Contesto storico[modifica | modifica sorgente]

Il desiderio degli ebrei di ritornare a Sion durante la cattività babilonese venne adottato come metafora dagli schiavi afroamericani e dai neri rimasti oppressi dopo la Guerra civile, che bramavano una patria sicura. Per alcuni tale metafora assumeva caratteri fisici e geografici molto concreti mentre per altri aveva significati più trascendenti e simboleggiava il Paradiso.

L'elaborazione del concetto[modifica | modifica sorgente]

Nella dottrina rastafariana Sion, chiamata anche la Nuova Gerusalemme, rappresenta la terra dove si manifesta il Messia ed è dunque un'utopia di unità, pace e libertà in contrasto con la realtà demoniaca del mondo occidentale oppressivo e sfruttatore.

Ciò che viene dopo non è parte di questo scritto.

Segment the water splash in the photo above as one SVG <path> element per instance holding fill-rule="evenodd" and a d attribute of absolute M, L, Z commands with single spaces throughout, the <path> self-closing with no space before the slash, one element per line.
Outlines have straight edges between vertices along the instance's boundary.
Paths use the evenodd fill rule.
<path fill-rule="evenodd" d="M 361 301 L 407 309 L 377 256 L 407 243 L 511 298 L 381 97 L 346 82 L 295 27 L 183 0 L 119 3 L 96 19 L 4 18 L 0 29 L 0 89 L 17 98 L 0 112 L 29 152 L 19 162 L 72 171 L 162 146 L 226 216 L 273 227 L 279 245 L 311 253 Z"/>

Viene individuata nell'Etiopia (talvolta intesa come Africa, in una vasta accezione del termine), e alcuni rastafariani, che si identificano con i moderni Figli di Israele si pongono come obiettivo quello del "ritorno" a Sion.

Sion nella musica reggae[modifica | modifica sorgente]

(EN)
« I say fly away home to Zion, fly away home...One bright morning when my work is over, man will fly away home... »
(IT)
« Io dico vola a casa a Sion, vola a casa... Una splendida mattina, quando il mio lavoro sarà finito, l'uomo volerà via a casa »
(Bob Marley, Rastaman Chant)

I testi di molte canzoni reggae sono ricchi di riferimenti a Sion. Tra gli esempi più conosciuti ci sono le canzoni di Bob Marley "Zion Train" e "Iron Lion Zion", "Rastaman" di Bunny Wailer, "Rivers of Babylon" dei Melodians, "Leaving Babylon" dei Bad Brains, "Road to Zion" di Damian Marley e Nas, "Forward Unto Zion" degli Abyssinians, "Kingdom of Zion" di Alborosie. " Citazioni e richiami al concetto rastafariano di Sion talvolta sono stati inseriti anche in brani pop e rock per opera di artisti come Lauryn Hill, gli Of a Revolution, i Sublime, i Boney M..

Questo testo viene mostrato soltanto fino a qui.